Diálogos de celuloide: Annie Hall (Woody Allen, 1977)

 

Annie: ¡Oye!, ¿Quieres venir a tomar una copa de vino o lo que te apetezca? Bueno, si no tienes tiempo, déjalo, a lo mejor tienes prisa, no quiero obligarte.

Alvy: No, no, no tengo prisa, me encantaría.

Annie: ¿De veras?

Alvy: Sí, tengo tiempo, únicamente tengo… tengo una cita con mi psicoanalista.

Annie: ¡Oh! ¿Vas al psicoanalista?

Alvy: Solo hace 15 años.

Annie: ¿15 años?

Alvy: Sí… le concederé un año más y después me iré a Lourdes.

(guion de Woody Allen y Marshall Brickman)

Música para una banda sonora vital: Las ilusiones perdidas (Illusions perdues, Xavier Giannoli, 2021)

El allegro del concierto para cuatro pianos, BMW 1065, de Johann Sebastian Bach es una de las exquisitas piezas que ilustra musicalmente esta magnífica película de Xavier Giannoli, que junto a Jacques Fieschi, adapta a la pantalla con total solvencia la voluminosa novela de Honoré de Balzac. El ambiente literario, periodístico y teatral parisino del siglo XIX, minuciosamente reconstruido y espléndidamente proyectado en el presente del rodaje y de su estreno, a un mismo tiempo retrato del pasado y crítica al actual estado de cosas, para narrar las aventuras y desventuras de Lucien, poeta de provincias que llega a París junto a su amante y mecenas, repleto de ambiciones y esperanzas literarias, y que pronto se da de bruces con la realidad de hipocresías e intereses espurios del mundo de la cultura y de la fama. Como si no hubieran pasado más de cien años, de hecho. Lo mismo que la música de Bach, por la que no pasan los siglos, y que es una de las manifestaciones de la humanidad más próximas al concepto de divinidad.

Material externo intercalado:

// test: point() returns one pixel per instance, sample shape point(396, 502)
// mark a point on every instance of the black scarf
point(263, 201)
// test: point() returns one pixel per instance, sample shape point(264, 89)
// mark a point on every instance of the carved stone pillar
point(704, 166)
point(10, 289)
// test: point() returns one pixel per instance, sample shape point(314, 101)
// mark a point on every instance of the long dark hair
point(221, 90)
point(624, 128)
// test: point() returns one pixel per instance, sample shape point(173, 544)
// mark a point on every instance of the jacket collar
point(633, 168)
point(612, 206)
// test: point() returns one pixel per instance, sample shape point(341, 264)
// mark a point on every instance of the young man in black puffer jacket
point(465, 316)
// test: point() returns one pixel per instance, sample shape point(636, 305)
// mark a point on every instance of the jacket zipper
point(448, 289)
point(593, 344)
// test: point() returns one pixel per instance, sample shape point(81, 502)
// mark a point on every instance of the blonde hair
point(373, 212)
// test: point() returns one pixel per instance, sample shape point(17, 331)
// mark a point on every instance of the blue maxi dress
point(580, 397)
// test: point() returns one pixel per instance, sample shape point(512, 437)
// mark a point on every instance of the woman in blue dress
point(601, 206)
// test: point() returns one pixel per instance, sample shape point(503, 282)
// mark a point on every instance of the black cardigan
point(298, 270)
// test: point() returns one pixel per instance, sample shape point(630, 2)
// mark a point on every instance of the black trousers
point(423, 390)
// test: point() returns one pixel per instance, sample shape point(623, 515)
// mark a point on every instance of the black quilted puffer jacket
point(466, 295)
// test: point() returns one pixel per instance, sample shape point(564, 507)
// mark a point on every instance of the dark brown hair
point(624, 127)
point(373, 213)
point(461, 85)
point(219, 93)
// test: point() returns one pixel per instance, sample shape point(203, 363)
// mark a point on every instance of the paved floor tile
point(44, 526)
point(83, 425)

El auténtico terror rojo: El viyi (Viy, Georgi Kropachyov y Konstantin Yershov, 1967)

 

Resulta de lo más reconfortante en estos tiempos de hipertrofia narrativa de contenido moroso y banal encontrarse con películas que cuentan tanto en tan poco metraje (78 minutos). A decir verdad, El viyi son en realidad dos películas que transcurren paralelas y relacionadas a partir de un tronco común, la fiel adaptación de un relato de Nikolái Gógol que aúna costumbrismo y terror, con el protagonismo difuso y remoto de una popular criatura demoníaca del folclore rural ucraniano, que ya sirviera de base para La máscara del demonio (La maschera del demonio, Mario Bava, 1960). Dos líneas argumentales centradas en un personaje, el seminarista Khoma (Leonid Kuravlyov), estudiante de filosofía en la academia teológica de Kiev, y en su ambigüedad respecto a la fe, tema que constituye el nexo y núcleo principal de las historias. Durante un permiso vacacional, Khoma y dos compañeros, un estudiante de retórica y otro de teología, los tres más amigos de la juerga que del estudio, retornan a casa, pero se extravían en la oscuridad durante el gozoso viaje de regreso. Necesitados de alojamiento durante la noche, van a parar a la casa de una anciana que en primer término se niega a darles cobijo, puesto que es una casa pequeña y no hay sitio, pero que después accede a acomodarles: el retórico duerme en el interior de la choza, el teólogo en un armario vacío y el filósofo en un pesebre del pajar. Es justamente Khoma quien, en plena noche, recibe la visita de la anciana, pero lo que interpreta inicial y erróneamente como un grotesco juego de seducción por parte de una mujer decrépita y amojamada, se revela como una escalofriante e impensable realidad: se trata de una bruja que utiliza a Khoma para una de sus diabólicas ceremonias, que incluye un vuelo nocturno por los contornos con el estudiante haciendo de escoba humana. Solo a través de el recitado de cánticos, salmos y fórmulas de exorcismo, Khoma logra librarse de la bruja, pero tras el aterrizaje, defendiéndose de ella a golpes y dejándola malherida, el seminarista comprueba consternado cómo el cuerpo de la anciana se transforma en la hermosa fisonomía de una apetitosa joven.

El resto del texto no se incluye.